4 Mart 2014 Salı

Menü

İşten geldiğim, çoğu zaman olduğu gibi fiziksel olarak efor harcamadan bütün gün oturup bilgisayara bakan bir insanın nasıl olup da at gibi yorulabildiğinin cevabını bulmaya çalıştığım bir akşam dahaydı. Farklı olarak, ileriki günlerde mecburiyetten damlalıkla ağzımıza damlatma ihtimalimiz olan avuçiçi kadar kalmış suyumuzu yeşil bahçe hortumuyla hunharca yola akıtan, duyarlılıktan nasibini almamış bir amcaya sinirlenmiştim. Hatta yaptığından ölesiye utanacağı ve ağlayarak evrenden özür dileyeceğine emin olduğum çok duygusal bir konuşma bile hazırlamıştım ona ama servis şoförüne yapacağım konuşmayı unuttuğum için bunların hiçbiri gerçekleşmedi.
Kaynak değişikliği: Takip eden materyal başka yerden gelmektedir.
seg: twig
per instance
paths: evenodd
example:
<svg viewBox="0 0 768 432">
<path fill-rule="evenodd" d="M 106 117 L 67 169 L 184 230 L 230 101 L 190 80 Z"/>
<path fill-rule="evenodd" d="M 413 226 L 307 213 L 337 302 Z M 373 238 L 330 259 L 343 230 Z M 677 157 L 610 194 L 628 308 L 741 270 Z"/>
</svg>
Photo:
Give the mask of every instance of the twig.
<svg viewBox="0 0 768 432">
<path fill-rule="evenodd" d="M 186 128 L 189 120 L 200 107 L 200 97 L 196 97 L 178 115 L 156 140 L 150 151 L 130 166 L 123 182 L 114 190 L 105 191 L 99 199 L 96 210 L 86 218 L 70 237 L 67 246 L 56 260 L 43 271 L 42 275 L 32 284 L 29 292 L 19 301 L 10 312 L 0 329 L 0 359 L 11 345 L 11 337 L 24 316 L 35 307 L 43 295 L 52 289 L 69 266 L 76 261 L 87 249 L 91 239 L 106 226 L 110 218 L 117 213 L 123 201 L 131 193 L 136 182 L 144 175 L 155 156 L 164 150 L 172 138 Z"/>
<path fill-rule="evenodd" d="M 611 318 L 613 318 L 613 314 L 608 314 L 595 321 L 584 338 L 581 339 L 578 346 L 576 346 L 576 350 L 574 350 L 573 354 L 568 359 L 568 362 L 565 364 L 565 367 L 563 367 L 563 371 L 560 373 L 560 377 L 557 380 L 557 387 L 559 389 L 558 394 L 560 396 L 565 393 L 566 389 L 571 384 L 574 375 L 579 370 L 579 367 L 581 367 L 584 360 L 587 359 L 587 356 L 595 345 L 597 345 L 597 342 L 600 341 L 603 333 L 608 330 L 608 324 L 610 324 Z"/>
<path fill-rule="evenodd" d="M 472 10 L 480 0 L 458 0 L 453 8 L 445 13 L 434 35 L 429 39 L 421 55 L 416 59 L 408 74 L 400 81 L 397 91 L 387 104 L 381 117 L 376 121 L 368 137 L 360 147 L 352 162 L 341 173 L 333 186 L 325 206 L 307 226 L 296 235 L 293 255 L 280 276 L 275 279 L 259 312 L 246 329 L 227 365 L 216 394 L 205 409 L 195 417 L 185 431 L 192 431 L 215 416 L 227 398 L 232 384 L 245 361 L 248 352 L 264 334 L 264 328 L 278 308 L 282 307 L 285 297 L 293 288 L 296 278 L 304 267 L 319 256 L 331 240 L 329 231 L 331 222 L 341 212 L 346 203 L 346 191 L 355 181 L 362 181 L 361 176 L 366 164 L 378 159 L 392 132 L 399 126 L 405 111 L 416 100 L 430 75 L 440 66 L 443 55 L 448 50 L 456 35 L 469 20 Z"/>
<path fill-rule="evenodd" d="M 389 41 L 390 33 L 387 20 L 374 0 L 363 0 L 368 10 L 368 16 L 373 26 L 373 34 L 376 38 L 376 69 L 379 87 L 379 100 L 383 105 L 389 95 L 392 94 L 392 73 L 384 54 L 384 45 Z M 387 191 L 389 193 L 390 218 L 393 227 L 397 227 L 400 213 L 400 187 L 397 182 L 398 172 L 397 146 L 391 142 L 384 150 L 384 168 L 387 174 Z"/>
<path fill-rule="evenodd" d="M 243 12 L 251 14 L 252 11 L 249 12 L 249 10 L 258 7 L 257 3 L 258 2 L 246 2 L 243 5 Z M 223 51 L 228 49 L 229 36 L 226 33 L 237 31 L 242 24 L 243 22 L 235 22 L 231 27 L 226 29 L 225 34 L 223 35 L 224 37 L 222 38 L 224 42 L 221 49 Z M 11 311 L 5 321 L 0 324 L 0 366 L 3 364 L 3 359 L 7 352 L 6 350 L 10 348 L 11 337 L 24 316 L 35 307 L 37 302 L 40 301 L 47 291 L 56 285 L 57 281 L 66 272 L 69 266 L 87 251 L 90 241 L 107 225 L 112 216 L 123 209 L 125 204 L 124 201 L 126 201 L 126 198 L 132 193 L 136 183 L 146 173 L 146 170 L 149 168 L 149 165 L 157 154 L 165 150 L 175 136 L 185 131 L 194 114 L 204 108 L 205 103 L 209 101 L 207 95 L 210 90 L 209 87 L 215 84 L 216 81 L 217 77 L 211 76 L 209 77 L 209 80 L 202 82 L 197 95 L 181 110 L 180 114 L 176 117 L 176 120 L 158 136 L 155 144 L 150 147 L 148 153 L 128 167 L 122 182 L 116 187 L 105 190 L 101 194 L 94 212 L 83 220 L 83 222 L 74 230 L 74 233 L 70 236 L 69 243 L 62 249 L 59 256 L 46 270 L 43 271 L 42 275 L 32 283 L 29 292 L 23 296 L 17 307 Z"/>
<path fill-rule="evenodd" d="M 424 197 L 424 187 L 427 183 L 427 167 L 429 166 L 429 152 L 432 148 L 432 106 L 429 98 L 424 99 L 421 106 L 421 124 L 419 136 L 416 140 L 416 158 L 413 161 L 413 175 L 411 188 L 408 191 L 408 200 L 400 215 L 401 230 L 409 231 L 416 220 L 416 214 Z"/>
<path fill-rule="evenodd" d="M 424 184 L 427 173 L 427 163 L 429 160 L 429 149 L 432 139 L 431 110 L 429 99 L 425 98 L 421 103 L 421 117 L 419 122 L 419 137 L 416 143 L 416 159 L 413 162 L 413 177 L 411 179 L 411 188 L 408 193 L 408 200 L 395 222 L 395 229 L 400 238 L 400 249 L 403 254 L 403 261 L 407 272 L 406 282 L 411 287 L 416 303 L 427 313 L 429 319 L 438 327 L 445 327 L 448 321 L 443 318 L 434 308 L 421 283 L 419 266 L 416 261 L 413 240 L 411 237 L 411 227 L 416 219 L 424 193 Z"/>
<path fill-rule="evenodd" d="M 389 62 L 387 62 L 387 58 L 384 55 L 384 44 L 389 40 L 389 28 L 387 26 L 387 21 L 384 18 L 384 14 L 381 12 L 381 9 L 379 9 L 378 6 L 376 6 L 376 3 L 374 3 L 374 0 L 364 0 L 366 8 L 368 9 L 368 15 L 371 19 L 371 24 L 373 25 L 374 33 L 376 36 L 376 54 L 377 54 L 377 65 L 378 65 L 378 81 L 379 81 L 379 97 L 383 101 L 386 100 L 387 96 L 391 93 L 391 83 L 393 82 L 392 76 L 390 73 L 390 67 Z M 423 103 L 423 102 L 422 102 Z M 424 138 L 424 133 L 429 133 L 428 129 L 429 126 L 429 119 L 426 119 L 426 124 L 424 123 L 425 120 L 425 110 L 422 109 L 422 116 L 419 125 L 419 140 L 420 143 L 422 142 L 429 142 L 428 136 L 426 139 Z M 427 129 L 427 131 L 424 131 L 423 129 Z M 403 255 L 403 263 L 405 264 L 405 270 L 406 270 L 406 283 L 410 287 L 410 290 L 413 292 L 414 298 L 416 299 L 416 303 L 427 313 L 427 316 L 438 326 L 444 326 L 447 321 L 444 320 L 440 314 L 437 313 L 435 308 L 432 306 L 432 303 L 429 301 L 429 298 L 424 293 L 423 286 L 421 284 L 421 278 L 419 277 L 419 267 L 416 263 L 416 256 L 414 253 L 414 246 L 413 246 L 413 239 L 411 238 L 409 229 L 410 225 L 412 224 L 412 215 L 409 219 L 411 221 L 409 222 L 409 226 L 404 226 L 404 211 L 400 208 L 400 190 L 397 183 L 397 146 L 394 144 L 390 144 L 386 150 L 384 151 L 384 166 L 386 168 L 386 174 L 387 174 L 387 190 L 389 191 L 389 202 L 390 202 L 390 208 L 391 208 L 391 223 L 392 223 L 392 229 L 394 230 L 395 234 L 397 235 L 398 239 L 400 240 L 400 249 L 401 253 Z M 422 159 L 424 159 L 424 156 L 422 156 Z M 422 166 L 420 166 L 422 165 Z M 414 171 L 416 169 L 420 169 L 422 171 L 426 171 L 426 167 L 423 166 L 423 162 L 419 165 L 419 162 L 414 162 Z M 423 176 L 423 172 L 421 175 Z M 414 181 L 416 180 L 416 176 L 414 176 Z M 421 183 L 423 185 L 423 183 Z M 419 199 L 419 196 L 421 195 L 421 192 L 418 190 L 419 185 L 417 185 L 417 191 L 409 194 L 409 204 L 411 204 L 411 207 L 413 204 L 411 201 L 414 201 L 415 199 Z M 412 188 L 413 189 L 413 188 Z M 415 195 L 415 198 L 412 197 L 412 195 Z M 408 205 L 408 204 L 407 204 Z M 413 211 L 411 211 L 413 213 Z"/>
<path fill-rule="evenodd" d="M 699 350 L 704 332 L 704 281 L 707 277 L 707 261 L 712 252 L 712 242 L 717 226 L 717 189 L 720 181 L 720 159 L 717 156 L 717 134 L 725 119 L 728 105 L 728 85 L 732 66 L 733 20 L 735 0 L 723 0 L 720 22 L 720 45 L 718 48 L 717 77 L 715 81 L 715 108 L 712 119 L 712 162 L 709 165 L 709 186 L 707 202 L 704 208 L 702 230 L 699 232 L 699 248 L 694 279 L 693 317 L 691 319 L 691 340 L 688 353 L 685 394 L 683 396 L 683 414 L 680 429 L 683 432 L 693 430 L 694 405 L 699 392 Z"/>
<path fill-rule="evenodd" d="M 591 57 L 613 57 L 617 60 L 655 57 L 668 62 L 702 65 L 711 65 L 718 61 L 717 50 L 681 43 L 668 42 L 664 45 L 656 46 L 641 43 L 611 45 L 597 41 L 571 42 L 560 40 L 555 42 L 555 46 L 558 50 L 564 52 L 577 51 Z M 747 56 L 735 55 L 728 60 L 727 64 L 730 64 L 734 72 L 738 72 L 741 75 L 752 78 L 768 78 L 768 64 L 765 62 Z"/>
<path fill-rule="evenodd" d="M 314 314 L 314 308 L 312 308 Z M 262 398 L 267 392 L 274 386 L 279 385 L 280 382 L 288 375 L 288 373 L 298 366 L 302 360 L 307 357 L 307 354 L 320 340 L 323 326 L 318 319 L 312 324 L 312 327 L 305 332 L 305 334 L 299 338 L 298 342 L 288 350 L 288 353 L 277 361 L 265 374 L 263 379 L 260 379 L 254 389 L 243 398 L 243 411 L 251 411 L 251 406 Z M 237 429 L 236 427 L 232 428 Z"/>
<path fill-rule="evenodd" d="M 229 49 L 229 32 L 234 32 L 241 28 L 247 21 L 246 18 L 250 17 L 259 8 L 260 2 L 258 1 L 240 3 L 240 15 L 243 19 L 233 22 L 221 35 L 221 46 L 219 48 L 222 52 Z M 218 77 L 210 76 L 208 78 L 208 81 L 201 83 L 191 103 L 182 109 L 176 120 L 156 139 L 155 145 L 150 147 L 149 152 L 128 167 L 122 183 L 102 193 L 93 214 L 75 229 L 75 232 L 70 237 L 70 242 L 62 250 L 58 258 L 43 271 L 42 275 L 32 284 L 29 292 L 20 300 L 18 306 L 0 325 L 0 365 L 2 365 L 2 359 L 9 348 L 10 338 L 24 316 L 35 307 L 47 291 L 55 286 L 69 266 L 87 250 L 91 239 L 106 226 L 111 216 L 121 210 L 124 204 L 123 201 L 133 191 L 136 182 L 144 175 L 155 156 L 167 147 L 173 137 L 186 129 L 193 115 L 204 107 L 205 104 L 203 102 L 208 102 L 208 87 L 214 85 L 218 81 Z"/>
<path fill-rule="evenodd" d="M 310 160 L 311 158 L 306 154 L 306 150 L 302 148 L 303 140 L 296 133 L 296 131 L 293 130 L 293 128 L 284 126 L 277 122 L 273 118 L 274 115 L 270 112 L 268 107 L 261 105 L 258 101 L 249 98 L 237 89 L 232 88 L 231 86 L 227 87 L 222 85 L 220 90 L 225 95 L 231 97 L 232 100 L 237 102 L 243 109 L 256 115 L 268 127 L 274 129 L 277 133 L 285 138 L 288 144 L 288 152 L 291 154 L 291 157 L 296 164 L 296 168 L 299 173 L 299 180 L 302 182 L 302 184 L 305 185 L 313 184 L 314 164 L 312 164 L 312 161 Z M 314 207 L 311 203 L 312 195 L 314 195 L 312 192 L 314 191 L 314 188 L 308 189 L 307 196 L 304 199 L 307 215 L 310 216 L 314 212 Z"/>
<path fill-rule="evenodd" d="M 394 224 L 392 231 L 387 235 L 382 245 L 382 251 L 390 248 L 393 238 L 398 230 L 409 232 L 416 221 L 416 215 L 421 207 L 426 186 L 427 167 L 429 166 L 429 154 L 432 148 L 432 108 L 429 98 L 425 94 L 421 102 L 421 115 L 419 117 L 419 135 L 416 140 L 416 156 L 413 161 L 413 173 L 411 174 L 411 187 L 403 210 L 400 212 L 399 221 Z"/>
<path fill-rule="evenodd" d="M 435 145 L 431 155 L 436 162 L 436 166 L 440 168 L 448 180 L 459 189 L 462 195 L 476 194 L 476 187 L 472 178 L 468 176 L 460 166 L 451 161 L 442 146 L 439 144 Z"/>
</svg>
Sonra sinirin de etkisiyle iyice acıktım. Yemek için hafif bir şeyler istediğimden tam 8 dakika sonra kendimi midemde bir daş, elimde de yarısı yenmiş koca bir kase yoğurt, nesfit, muz, bal, fındık, kuru üzüm, kuru incir ve ceviz karışımıyla buldum. Bir ara kendimi kaybetmişim belli ki. Oysa istediğim hafif bir şeydi. Yemeden önceki yorgunluk sorgulaması yerini pişmanlığa ve tırmanışa uygun bir duvar arayışına bıraktı böylelikle.

Sindirim gerçekleşince fiziken rahatladım ancak bu sefer de içime bir korku düştü. Hayatımın da bu kendi yaptığım bebek maması görünümünde, tatlı, lezzetli ama iç bayan gıda karışımı gibi olmasından ve "bir ara kendimi kaybedip" pişman olmaktan çok korktum. Şimdi bu bir yemek neticede. Sindirimi tam olarak gerçekleşene kadar, yedikten bir süre sonra boğazı parmaklamak suretiyle çıkarma şansım var. Hatta istersem iğrençleşip kustuğumu tekrar yiyebilirim. Sonra tekrar kusarım muhtemelen ama olsun. Neticede böyle bir şansım var mı? Var.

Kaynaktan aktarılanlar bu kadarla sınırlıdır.